Claudia Sheinbaum Presidenta de México / Foto: Presidencia @GobiernoMX

Ciudad de México.- Stephanie Palacios

En la recta final hacia las elecciones presidenciales en Perú del próximo 12 de abril, el escenario político se ha intensificado con la participación de 31 candidatos y una creciente polémica internacional. 

La propuesta del candidato del Partido Cívico Obras, Ricardo Belmont Cassinelli, de instaurar conferencias matutinas al estilo de las “mañaneras” mexicanas ha añadido un nuevo elemento al debate público.

Belmont, periodista y figura mediática en Perú, ha señalado que busca replicar el modelo de comunicación implementado durante el gobierno del presidente Andrés Manuel López Obrador, con el objetivo de mantener un contacto directo con la ciudadanía. Cabe recordar que Belmont ha participado previamente en conferencias matutinas en México, lo que ha reforzado su cercanía con ese esquema político.

En paralelo, medios como La Razón han difundido versiones sobre un presunto financiamiento del gobierno mexicano —encabezado por López Obrador y la presidenta Claudia Sheinbaum— hacia candidatos en Perú, lo que ha generado reacciones en ambos países.
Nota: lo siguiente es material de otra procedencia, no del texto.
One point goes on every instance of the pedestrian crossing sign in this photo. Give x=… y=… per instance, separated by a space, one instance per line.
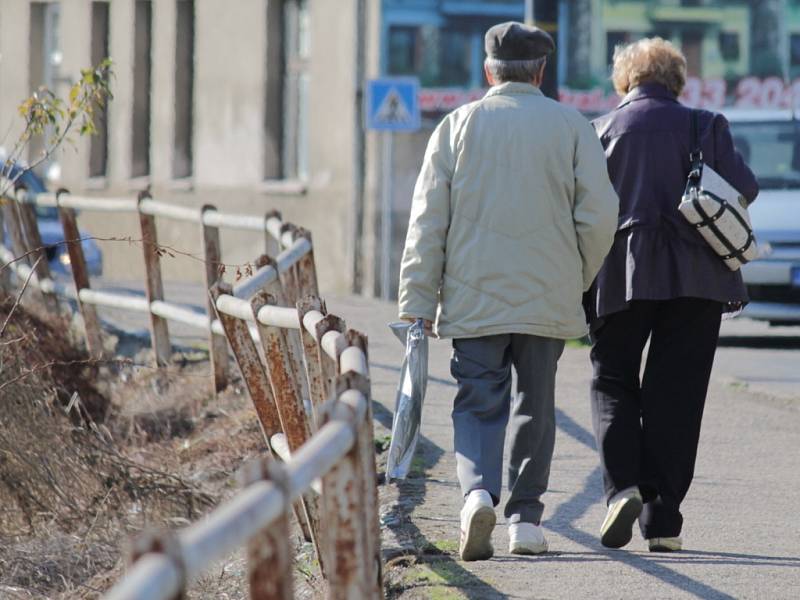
x=393 y=104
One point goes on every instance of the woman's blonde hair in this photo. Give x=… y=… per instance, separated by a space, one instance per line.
x=650 y=60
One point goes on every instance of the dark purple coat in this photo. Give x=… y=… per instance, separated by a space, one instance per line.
x=656 y=254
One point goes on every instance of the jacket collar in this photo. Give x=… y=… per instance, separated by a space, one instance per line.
x=513 y=87
x=648 y=90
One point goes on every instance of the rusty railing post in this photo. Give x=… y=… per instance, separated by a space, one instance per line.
x=272 y=247
x=350 y=567
x=295 y=347
x=357 y=381
x=217 y=345
x=250 y=365
x=5 y=274
x=257 y=382
x=314 y=376
x=164 y=543
x=306 y=268
x=30 y=225
x=328 y=365
x=269 y=552
x=154 y=287
x=80 y=276
x=289 y=403
x=289 y=277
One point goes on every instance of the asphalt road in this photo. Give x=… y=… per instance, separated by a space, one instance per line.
x=741 y=527
x=753 y=355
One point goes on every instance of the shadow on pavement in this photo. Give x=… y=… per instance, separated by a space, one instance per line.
x=563 y=521
x=777 y=342
x=412 y=494
x=567 y=513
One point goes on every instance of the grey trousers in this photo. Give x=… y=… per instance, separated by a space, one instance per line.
x=482 y=368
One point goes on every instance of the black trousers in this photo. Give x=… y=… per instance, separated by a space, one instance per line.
x=648 y=430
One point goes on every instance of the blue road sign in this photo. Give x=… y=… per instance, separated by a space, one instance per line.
x=393 y=104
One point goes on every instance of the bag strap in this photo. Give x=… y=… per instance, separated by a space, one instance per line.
x=696 y=155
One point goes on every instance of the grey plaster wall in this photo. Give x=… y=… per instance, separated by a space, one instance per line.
x=235 y=111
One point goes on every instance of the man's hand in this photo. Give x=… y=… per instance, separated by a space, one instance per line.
x=427 y=326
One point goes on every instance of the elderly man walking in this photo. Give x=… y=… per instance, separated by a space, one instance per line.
x=512 y=216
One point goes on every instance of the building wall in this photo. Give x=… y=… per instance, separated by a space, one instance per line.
x=237 y=109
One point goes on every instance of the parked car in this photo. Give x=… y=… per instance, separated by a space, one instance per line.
x=769 y=141
x=50 y=227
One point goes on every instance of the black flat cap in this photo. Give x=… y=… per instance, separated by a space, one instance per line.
x=517 y=41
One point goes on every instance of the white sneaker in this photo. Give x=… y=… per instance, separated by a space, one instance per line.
x=526 y=538
x=623 y=510
x=673 y=544
x=477 y=523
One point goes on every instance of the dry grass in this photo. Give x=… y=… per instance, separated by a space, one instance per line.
x=74 y=486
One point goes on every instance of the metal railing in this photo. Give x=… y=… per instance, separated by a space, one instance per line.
x=21 y=223
x=308 y=379
x=309 y=384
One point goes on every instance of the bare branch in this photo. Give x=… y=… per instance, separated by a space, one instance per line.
x=19 y=296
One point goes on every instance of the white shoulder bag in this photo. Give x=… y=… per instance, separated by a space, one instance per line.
x=717 y=210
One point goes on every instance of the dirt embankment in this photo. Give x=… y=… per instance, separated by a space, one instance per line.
x=93 y=452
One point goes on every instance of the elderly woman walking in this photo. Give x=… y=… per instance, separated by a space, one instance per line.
x=660 y=282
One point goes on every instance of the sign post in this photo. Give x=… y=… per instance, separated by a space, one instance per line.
x=392 y=105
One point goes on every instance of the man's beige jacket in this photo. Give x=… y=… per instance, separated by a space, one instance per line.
x=512 y=217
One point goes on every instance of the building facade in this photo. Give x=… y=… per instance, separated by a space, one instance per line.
x=249 y=105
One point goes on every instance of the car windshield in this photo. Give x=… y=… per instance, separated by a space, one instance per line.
x=772 y=149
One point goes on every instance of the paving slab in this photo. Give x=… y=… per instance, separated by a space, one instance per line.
x=741 y=529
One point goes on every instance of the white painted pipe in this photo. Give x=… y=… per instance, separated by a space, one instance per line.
x=170 y=211
x=318 y=455
x=247 y=288
x=153 y=577
x=230 y=526
x=97 y=204
x=274 y=225
x=332 y=343
x=248 y=222
x=310 y=321
x=271 y=316
x=281 y=447
x=182 y=314
x=266 y=275
x=353 y=359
Estas acusaciones surgen en un contexto electoral altamente polarizado y sin confirmación oficial por parte de autoridades electorales.

 

Ante estos señalamientos, la presidenta de México, Claudia Sheinbaum Pardo, negó de manera categórica cualquier tipo de intervención.  Sheinbaum también se refirió al proceso electoral peruano, evitando emitir una opinión directa sobre los candidatos, pero expresando su postura general: “Lo más importante es que gane el pueblo… que haya gobiernos que atiendan la necesidad de los pobres”. Sus palabras se alinean con los principios de no intervención y autodeterminación de los pueblos establecidos en la política exterior mexicana.

 

Sin embargo, uno de los puntos más sensibles de su declaración fue su referencia al expresidente peruano Pedro Castillo. La mandataria sostuvo que su gobierno desea que Castillo “salga libre”, al considerar que enfrenta una situación injusta. Estas declaraciones coinciden con posturas previas del gobierno mexicano sobre la crisis política en Perú tras la destitución y detención del exmandatario.

En materia diplomática, Sheinbaum confirmó que no existe, hasta el momento, un acercamiento formal del actual gobierno peruano para restablecer relaciones con México, las cuales se encuentran tensas desde la crisis política peruana. “Ellos fueron los que rompieron relaciones con México”, recordó, aunque enfatizó que la relación con el pueblo peruano se mantendrá.